Read from a PostgreSQL database

This page describes how you read data from a PostgreSQL database in a Cloud Data Fusion instance.

Before you begin

  • Create a Cloud Data Fusion instance.
  • Enable your PostgreSQL database to accept connections from Cloud Data Fusion. To do this securely, we recommend that you use a private Cloud Data Fusion instance.

Open your instance in Cloud Data Fusion

  1. In the Google Cloud console, go to the Cloud Data Fusion Instances page.

    Go to Instances

    This page lets you manage your instances.

  2. Click View instance to open your instance in the Cloud Data Fusion UI.

Store your PostgreSQL password as a secure key

Enter your PostgreSQL password as a secure key to encrypt in your Cloud Data Fusion instance. For more information about keys, see Cloud KMS.

  1. In the Cloud Data Fusion UI, click System admin > Configuration.

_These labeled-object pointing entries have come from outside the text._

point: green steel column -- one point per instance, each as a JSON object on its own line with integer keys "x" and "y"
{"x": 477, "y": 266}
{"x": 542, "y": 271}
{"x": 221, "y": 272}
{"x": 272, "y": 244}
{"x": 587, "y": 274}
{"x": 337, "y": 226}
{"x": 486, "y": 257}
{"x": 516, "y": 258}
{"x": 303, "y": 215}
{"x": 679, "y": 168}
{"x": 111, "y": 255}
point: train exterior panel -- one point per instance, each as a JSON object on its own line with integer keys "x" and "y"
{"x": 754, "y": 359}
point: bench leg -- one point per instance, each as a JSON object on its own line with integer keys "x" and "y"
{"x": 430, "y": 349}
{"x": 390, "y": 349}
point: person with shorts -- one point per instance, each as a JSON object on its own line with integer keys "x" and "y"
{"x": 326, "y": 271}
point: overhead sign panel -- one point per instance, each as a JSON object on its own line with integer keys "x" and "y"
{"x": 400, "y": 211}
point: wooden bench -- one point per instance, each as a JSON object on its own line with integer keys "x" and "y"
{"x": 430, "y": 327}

  2. Click Make HTTP Calls.

    Configuration.

  3. In the dropdown menu, choose PUT.

  4. In the path field, enter namespaces/default/securekeys/pg_password.

  5. In the Body field, enter {"data":"POSTGRESQL_PASSWORD"}. Replace POSTGRESQL_PASSWORD with your PostgreSQL password.

  6. Click Send.

    Password.

The Response field notifies you of any errors.

Connect to Cloud SQL for PostgreSQL

  1. In the Cloud Data Fusion UI, click the menu and navigate to the Wrangler page.

  2. Click Add connection.

  3. Choose Database as the source type to connect.

    Add connection.

  4. Under Google Cloud SQL for PostgreSQL, click Upload.

    Choose source.

  5. Upload a JAR file that contains your PostgreSQL driver. Your JAR file must follow the format NAME-VERSION.jar. If your JAR file doesn't follow this format, rename it before you upload.

  6. Click Next.

  7. Enter the driver's name, class name, and version in the fields.

  8. Click Finish.

  9. In the Add connection window that opens, click Google Cloud SQL for PostgreSQL. Your JAR name should appear under Google Cloud SQL for PostgreSQL.

    JAR uploaded.

  10. Fill in the required connection fields. In the Password field, select the secure key you stored previously. This ensures that your password is retrieved using Cloud KMS.

    Choose password.

  11. In the Connection string field, enter your connection string as:

    jdbc:postgresql://google/DATABASE_NAME?cloudSqlInstance=INSTANCE_CONNECTION_NAME&socketFactory=com.google.cloud.sql.postgres.SocketFactory&useSSL=false
    

    Replace the following:

    • DATABASE_NAME: the Cloud SQL database name as listed in the Databases tab of the instance details page.
    • INSTANCE_CONNECTION_NAME: the Cloud SQL instance connection name as displayed in the Overview tab of the instance details page.
    Instance connection name.

    For example:

    jdbc:postgresql://google/postgres?cloudSqlInstance=dis-demo:us-central1:pgsql-1&socketFactory=com.google.cloud.sql.postgres.SocketFactory&useSSL=false
    

  12. Enable the Cloud SQL Admin API.

  13. Grant the following IAM roles to the service-PROJECT_NUMBER@gcp-sa-datafusion.iam.gserviceaccount.com service account:

    For more information about granting roles, see Manage access.

  14. Click Test connection to ensure that the connection can be established with the database.

  15. Click Add connection.

After your PostgreSQL database is connected, you can apply transformations to your data (in Wrangler), create a pipeline, and write your output to a sink (in Studio).